Road one: Lagrange, the energy accountant

The Lagrangian method starts by ignoring forces entirely and looking only at energy. You write down two scalars: the kinetic energy (how much motion is stored in the moving links) and the potential energy (how much is stored by gravity acting on raised masses). The Lagrangian is simply their difference, L = T − V — kinetic minus potential.

Then you "turn the crank": you feed L into the Euler–Lagrange equation and grind through the derivatives. Out the other side, almost magically, fall the exact torques. The beauty is that energy is a scalar — it does not care about coordinate axes or which way a frame points — so you never have to draw a free-body diagram or chase a vector through space. The cost is abstraction: you are differentiating an energy expression, and it can be hard to see the physical force behind any single term until the algebra is finished.

L  =  T(q, q̇)  −  V(q)          # Lagrangian: kinetic minus potential

d/dt ( ∂L/∂q̇ )  −  ∂L/∂q  =  τ   # Euler–Lagrange: turn the crank → torques τ
Write one energy expression, apply one formula, and the joint torques τ fall out.

Road two: Newton–Euler, the force bookkeeper

The Newton–Euler route refuses to leave the physical world for even a moment. It applies two laws to every single link: Newton's law (net force equals mass times the acceleration of the link's center of mass) and Euler's law (net torque equals the rate of change of angular momentum, which involves the link's inertia tensor). Two equations per link, written out honestly in vectors.

The catch is that the links are coupled: the hand pushes on the forearm, which pushes on the upper arm, all the way down to the base — and gravity and inertia act on every piece at once. So you cannot solve one link in isolation. You have to bookkeep the forces and momenta passing between neighbors, link by link, frame by frame. It is concrete and physically transparent — you can point at every term and say what it *is* — but it is also fussy, and a single mislabeled frame or wrong sign quietly corrupts everything downstream.

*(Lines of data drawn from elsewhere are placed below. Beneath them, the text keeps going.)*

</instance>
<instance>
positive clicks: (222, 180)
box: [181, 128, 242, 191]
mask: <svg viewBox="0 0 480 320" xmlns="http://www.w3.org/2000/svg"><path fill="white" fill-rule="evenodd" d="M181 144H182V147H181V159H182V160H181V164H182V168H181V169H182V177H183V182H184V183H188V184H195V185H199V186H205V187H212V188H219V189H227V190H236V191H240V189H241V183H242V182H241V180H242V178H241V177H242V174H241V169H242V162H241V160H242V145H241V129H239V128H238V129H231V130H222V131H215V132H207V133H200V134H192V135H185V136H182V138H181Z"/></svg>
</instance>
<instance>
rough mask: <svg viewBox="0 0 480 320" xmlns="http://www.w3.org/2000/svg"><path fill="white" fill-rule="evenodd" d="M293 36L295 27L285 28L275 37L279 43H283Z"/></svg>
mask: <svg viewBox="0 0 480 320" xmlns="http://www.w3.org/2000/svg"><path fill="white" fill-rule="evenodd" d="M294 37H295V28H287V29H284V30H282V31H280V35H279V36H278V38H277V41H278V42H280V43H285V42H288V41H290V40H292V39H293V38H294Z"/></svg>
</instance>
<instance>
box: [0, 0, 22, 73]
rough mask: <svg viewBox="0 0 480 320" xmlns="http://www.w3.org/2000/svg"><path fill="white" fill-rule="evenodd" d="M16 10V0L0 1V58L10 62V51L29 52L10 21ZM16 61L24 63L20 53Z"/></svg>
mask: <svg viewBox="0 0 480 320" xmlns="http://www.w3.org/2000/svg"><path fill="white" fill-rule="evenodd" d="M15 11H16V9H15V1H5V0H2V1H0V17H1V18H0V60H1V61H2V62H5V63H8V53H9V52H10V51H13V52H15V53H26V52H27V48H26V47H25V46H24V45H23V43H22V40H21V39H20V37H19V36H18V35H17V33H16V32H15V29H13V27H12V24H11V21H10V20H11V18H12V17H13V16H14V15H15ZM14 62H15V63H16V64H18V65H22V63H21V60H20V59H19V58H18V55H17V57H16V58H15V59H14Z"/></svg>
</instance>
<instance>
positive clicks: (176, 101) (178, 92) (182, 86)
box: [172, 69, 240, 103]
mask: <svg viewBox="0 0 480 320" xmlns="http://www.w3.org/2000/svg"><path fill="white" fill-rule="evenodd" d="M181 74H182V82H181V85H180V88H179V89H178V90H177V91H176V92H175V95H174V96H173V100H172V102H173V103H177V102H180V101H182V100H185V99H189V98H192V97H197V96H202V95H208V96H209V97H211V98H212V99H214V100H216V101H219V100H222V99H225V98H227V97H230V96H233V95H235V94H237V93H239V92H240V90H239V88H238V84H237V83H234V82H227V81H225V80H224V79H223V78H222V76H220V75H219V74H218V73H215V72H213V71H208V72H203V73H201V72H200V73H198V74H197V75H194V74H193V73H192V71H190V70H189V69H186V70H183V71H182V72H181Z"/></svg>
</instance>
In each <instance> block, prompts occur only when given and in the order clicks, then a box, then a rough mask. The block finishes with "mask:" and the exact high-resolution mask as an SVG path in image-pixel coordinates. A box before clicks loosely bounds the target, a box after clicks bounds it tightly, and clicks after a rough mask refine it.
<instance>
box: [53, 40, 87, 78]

What robots actually run: the recursive algorithm

Naively building the full symbolic equation and then plugging in numbers costs work that grows faster than the joint count — too slow to run a thousand times a second on a real arm. The fix is the recursive Newton–Euler algorithm (RNEA), and it is what production controllers genuinely execute for inverse dynamics: given desired joint positions, velocities, and accelerations, compute exactly the torques needed.

  1. Outward pass (base → tip): starting from the fixed base, propagate velocity and acceleration up the chain, one link at a time, so each link knows how it is moving and accelerating.
  2. From each link's motion, compute the force and torque acting on it, using Newton's and Euler's laws with the link's mass and inertia tensor.
  3. Inward pass (tip → base): starting from the end-effector, sum forces and torques back down the chain, so each joint collects everything the links beyond it impose on it.
  4. Project each joint's total force and torque onto its motion axis to read off the required actuator torque — done in time linear in the number of joints, i.e. O(n).

That two-sweep structure is why the recursive form is so fast: each link is visited a fixed number of times, so doubling the joints only doubles the work. The same machinery also underpins forward dynamics (predicting motion from given torques, used inside simulators) and feeds model-based controllers such as computed-torque control.